For more information checkout Simon Willison project datasette.
Writing a Task
Each extraction task is defined in a single Python file. A task consists of three components:
- A Pydantic schema that defines the expected output structure.
- A task class that specifies the task name and output schema.
- A prompt builder that converts user inputs into the prompt sent to the language model.
For example:
# tasks/ajps2026/eu_lawyers.py
from pydantic import BaseModel
from typing import Optional
from xtrllm.core.base import BaseTask
class EULawyersSchema(BaseModel):
lawyers: list[str]
count: int
confidence: Optional[float] = None
class EULawyersTask(BaseTask):
name = "eu_lawyers"
schema = EULawyersSchema
system_prompt = ( "You extract the names of lawyers appearing in EU court judgments." )
def build_prompt(self, text: str, context: str = "") -> str:
return f"Context: {context}\n\nText: {text}"

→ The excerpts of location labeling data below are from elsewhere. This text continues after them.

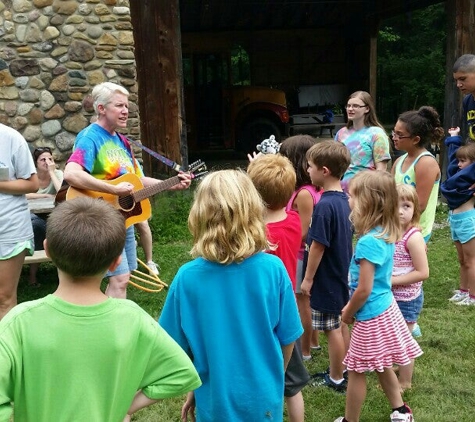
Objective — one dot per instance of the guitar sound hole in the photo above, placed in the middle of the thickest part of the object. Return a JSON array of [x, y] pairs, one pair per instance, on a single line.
[[126, 202]]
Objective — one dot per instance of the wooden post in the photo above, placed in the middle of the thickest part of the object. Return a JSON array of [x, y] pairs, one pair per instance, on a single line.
[[460, 40], [156, 27], [373, 59]]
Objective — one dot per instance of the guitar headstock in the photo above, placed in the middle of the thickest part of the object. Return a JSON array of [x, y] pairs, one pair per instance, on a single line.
[[197, 169]]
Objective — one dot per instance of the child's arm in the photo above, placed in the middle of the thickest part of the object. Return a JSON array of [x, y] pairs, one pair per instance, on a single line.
[[304, 205], [314, 257], [453, 143], [417, 249], [362, 292], [20, 186], [287, 351]]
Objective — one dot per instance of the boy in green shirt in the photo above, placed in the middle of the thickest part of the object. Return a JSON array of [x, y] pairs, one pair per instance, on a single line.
[[78, 355]]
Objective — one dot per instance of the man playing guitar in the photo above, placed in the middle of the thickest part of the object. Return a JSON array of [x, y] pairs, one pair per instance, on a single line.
[[100, 155]]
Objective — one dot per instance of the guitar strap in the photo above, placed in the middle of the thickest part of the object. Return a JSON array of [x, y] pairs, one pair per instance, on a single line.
[[163, 159]]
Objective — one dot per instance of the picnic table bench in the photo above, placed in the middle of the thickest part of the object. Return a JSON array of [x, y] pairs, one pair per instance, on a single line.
[[311, 122], [39, 206]]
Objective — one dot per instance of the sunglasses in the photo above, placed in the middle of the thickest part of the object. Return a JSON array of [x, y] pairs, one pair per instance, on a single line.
[[38, 151]]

When this task is executed, the model receives the generated prompt and must return an output that conforms to EULawyersSchema. Any response that fails schema validation is automatically rejected, ensuring that downstream code always receives a predictable structure.
Tasks require no manual registration or configuration. Once the task file exists inside a loaded task directory, load_tasks() will discover and register it automatically.
Swap Providers — Zero Code Changes
LLMXtractor(task="ajps2026/eu_lawyers", model="gpt-4o-mini")
LLMXtractor(task="ajps2026/eu_lawyers", model="claude-3-5-haiku-latest")
LLMXtractor(task="ajps2026/eu_lawyers", model="ollama/llama3")
All providers supported via the llm plugin ecosystem.
Example for Replication Files
In most cases this will not be a substantial part of the project but just an adidtional tool in a entire processing pipeline. In those cases a possible organization structure can be following:
paper_abc/
├── tasks/
│ ├── eu_lawyers.py
│ └── get_citations.py
├── notebooks/
│ ├── main.ipynb
│ └──
└── results/
🎓 Citation
If you use this framework in academic research, please cite:
Mandujano Manríquez, M. (2026). xtrllm: A lightweight Python framework for portable, versioned, reusable LLM extraction tasks. GitHub: https://github.com/mauriciomm7/xtrllm
@misc{mandujano2026xtrllm,
author = {Mauricio Mandujano Manríquez},
title = {``xtrllm``: A lightweight Python framework for portable, versioned, reusable LLM extraction tasks},
year = {2026},
howpublished = {\url{https://github.com/mauriciomm7/xtrllm}},
note = {GitHub repository}
}
📄 License
This project is licensed under the MIT License.